Steven Skwarkowski, a longtime resident of the Las Vegas Valley, has always been a huge fan of the video game series Command & Conquer. The series was a pioneer in the once-popular real-time strategy genre, and its name is instantly recognized by anyone who followed PC gaming in the 90s and early 2000s.
"Command & Conquer: Tiberian Dawn was groundbreaking and planted the RTS Genre firmer than nearly any other game before it," Skwarkowski said. "Yeah, you heard me Warcraft nerds. Fight me!
As time went on, developer Westwood Software disappeared, and the series fell from the limelight not long after.
In the meantime, Skwarkowski -- who had lost both his mother and father and became homeless for a few years -- managed to get back on his feet and start up his own local computer shop, The Tech Monkey.
"Once I hit rock bottom, it was only up from there," Skwarkowski said. "I am thankful I screwed up early in life. It is a bit easier to pick yourself back up."
Then, in 2018, he heard that Electronic Arts was remaking the first two Command & Conquer games. Skwarkowski decided to put his PC-building skills to use and build two high-powered rigs themed around the games.
It was a simple idea, and one that played to his strengths. But he kind of went overboard.
"I had planned a nine-month build time to complete. I factored in roughly $6K-$8K in parts and build-time labor, for both PCs," explained Skwarkowsky. "The estimate, like all things custom, more than doubled in cost and time (You know, because Race Car!)"
But even that, Skwarkowsky decided, wasn't enough. His love for Command & Conquer made him decide to go beyond just making computers for the release of Command & Conquer remastered.
"The end result is this huge Fan Project," said Skwarkowski. "All of the work was done in our small computer shop. I had an idea a few months ago to go all out. We made custom shirts, posters, glasses, stickers, etc."
But it didn't stop at just making themed merchandise.
In Las Vegas, Command & Conquer was more than just a popular game series -- it was also a local treasure. Westwood Studios was based right here in Las Vegas, and it was one of the greats of the gaming industry. The studio held its own against the likes of Blizzard, Maxis, and Bullfrog, and its offices even used to give tours to fans and let them meet the actors who starred in their games' cutscenes.

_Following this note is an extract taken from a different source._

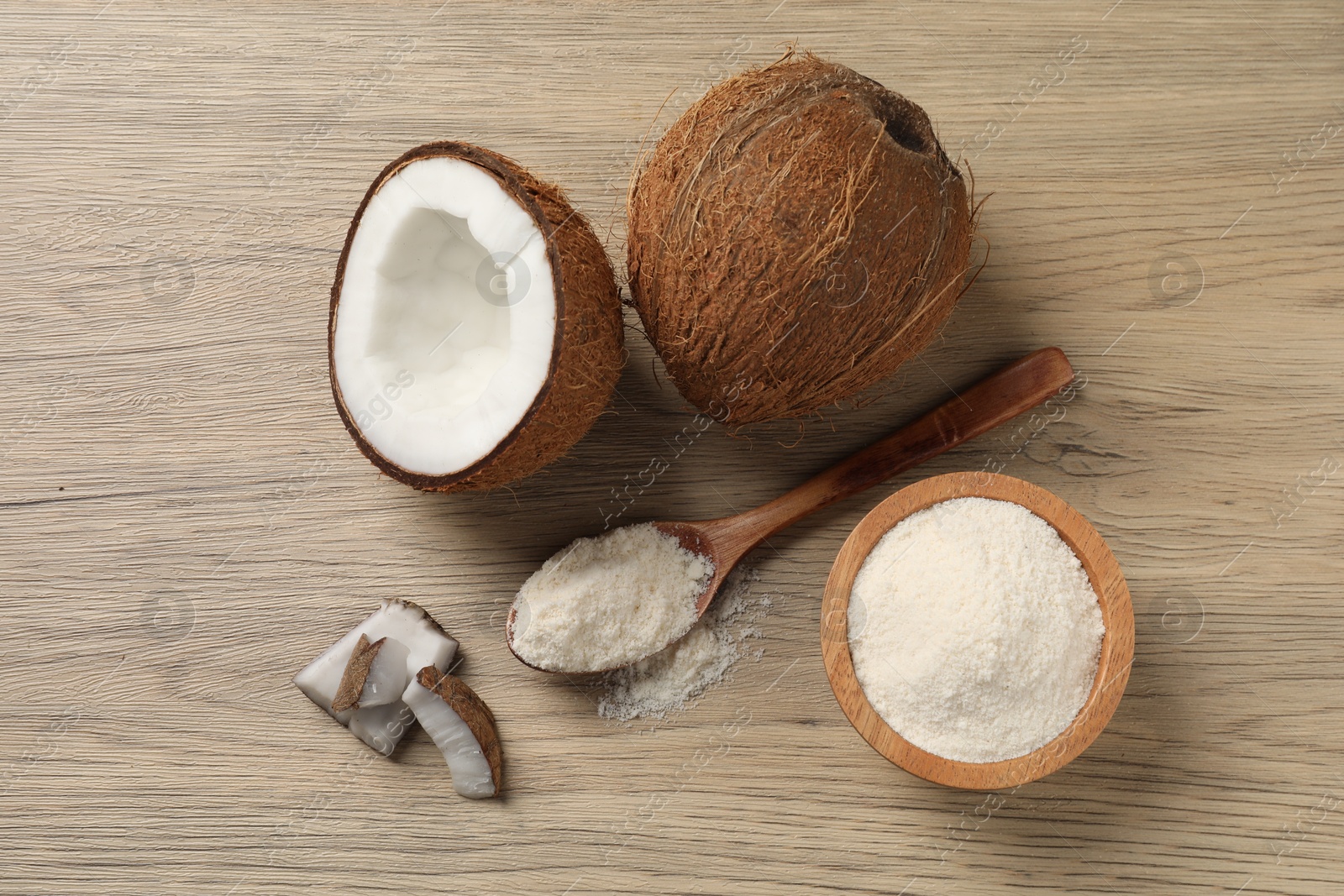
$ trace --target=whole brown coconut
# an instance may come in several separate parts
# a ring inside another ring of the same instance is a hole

Many of those actors and developers still live in town. For example, Joseph D. Kucan, who played the villainous Kane -- a dictatorial, self-styled messiah figure -- remained a part of the local theater scene and co-founded A Public Fit Theater Company.
Kucan joined the project. He once again took up his iconic role appeared in a promotional video for the auction.
According to Skwarkowski, many others who were a part of the original series have also been in touch with him, many of whom have autographed his merchandise for the auction.
"I cannot discuss any more at this moment as I will need some confidentiality forms signed by them first," Skwarkowski explained.
The auctions will begin on November 26, with bids starting at $1. When the auction is over, 50 percent of the money raised will go to Toys for Tots and two Las Vegas-based charities -- Connor Millies Dog Rescue and Shade Tree.
"This is just my best attempt to give back to the C&C Fan Community and keep it local to Las Vegas," said Skwarkowski.